How could they fall for it?! You ask yourself, until it happens to you. Some of these frauds are not so obvious. I received an email once from one of my cousin’s email accounts. It said that she’d been mugged in Malaysia and lost all her personal items. My cousin was indeed in Malaysia and this sounded awful, so I read on. ‘My wallet has been stolen and I need some money desperately.’ That’s where I stopped, because I knew she’d never ask me for money – mostly because she knows that I don’t have any.
Oh, some of them appear to be the perfect English gentlemen! A friend of mine was desperate to get tickets to Wimbledon and on twitter stumbled upon a ‘man’ who claimed to have some. Despite having read warnings she was willing to take a chance to avoid the 10 hour queues. It was indeed too good to be true. The person she had been in touch with was fluent in English and was a polite gentleman until the money was transferred to his account. Then as if by magic, poof, he disappeared into thin air. His twitter account had vanished from the Twittersphere and he didn’t respond to any texts or calls.

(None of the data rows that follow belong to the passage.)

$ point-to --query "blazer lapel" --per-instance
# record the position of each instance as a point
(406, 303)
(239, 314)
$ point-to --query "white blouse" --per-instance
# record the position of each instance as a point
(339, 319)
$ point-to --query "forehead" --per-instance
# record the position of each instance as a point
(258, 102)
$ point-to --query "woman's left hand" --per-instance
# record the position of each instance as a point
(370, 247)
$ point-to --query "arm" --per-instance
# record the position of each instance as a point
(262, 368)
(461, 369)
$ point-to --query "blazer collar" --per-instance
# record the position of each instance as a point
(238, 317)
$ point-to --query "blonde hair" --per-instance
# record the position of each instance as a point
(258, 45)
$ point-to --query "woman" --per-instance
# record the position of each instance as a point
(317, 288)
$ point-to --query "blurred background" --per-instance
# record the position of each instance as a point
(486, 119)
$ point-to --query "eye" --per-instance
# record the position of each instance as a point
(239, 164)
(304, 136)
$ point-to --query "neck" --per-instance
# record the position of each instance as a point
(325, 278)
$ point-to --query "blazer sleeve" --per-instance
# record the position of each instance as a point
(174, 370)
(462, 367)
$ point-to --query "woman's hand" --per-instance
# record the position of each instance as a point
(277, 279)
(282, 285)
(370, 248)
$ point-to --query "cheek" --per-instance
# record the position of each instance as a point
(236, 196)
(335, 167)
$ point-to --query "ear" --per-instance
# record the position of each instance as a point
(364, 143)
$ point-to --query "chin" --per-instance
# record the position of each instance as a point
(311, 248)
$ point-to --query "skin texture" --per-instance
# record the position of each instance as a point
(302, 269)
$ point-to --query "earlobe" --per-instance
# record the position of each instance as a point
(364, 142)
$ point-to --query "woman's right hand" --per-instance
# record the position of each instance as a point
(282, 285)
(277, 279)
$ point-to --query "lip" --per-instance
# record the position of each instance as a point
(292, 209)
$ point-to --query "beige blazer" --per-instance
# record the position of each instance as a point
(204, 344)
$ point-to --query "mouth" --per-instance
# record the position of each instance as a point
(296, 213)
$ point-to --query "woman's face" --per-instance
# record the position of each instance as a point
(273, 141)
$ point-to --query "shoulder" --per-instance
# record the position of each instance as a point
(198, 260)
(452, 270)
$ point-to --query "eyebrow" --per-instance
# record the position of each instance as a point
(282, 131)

They don’t care how much money you have – or don’t have. They will send you into overdraft and max-out your credit card if they without a second thought.
They can be people you are in contact with every day – neighbours, family, friends. Please don’t start being suspicious of everyone around you – just be alert. Many a small business has gone bust under the hands of a ‘trusted employee’.
Baggy jeans sagging so low their Calvin Klein’s (possibly purchased by you) are revieled? Or a suit maybe? Fraudsters come in all shapes and sizes! And all ages too. They don’t have a ‘look’.
The same is true of online fraudsters. They may have a website that looks legitimate and professional – like Viagogo – but they’re still out to steal your money as best they can!